Pacientes com obesidade grave terão acesso antecipado à retatrutida nos Estados Unidos
Pacientes com obesidade grave poderão ter acesso antecipado à retatrutida, medicamento experimental que vem sendo apontado como uma das principais promessas no tratamento da obesidade. A medida foi anunciada pela farmacêutica Eli Lilly, que pretende disponibilizar o medicamento por meio de um programa de uso compassivo, também conhecido como acesso expandido.
A iniciativa permitirá que um grupo restrito de pacientes receba o tratamento antes mesmo da aprovação oficial da Food and Drug Administration (FDA), agência reguladora dos Estados Unidos.
Segundo a empresa, o programa será realizado exclusivamente em território norte-americano e atenderá apenas pessoas que não possuem alternativas adequadas de tratamento para a obesidade.
O que é a retatrutida?
A retatrutida é um medicamento injetável de aplicação semanal que ainda está em fase de estudos clínicos. O tratamento atua simultaneamente em três receptores hormonais: GLP-1, GIP e glucagon, mecanismo considerado inovador pelos pesquisadores.
A substância está sendo estudada para o tratamento da obesidade e de doenças associadas, como:
- Diabetes tipo 2;
- Doença cardiovascular;
- Apneia obstrutiva do sono;
- Doença hepática metabólica;
- Doença renal crônica;
- Osteoartrite do joelho.
Estudos recentes apontaram resultados expressivos na redução de peso, com pacientes registrando perdas superiores a 20% da massa corporal ao longo do tratamento.
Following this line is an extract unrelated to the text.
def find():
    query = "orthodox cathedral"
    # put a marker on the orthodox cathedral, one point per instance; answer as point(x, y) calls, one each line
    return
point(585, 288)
Apesar dos resultados promissores, a Eli Lilly reforça que a retatrutida ainda não foi aprovada pela FDA nem por outras agências reguladoras internacionais.
Quem poderá participar?
O programa de acesso antecipado não será aberto ao público em geral. Para ser elegível, o paciente deverá cumprir critérios específicos, incluindo:
- Ter 18 anos ou mais;
- Apresentar obesidade considerada refratária, mesmo após o uso dos tratamentos disponíveis em doses máximas;
- Possuir pelo menos duas complicações graves relacionadas ao excesso de peso;
- Não se enquadrar nos critérios dos estudos clínicos atualmente em andamento.
Além disso, cada solicitação será analisada individualmente pela farmacêutica antes da liberação do medicamento.
Aprovação ainda depende de avaliação
A Eli Lilly informou que pretende protocolar o pedido de aprovação da retatrutida junto à FDA no primeiro trimestre de 2027. Até lá, o medicamento continuará disponível apenas para participantes de pesquisas clínicas e para um número limitado de pacientes contemplados pelo programa de uso compassivo.
A empresa também fez um alerta sobre produtos vendidos irregularmente como retatrutida. Segundo a farmacêutica, versões comercializadas fora dos estudos oficiais podem conter ingredientes desconhecidos ou doses inadequadas, representando riscos à saúde dos consumidores.
Enquanto aguarda a análise regulatória, a retatrutida segue sendo acompanhada de perto pela comunidade médica por seu potencial de transformar o tratamento da obesidade e das doenças relacionadas ao excesso de peso.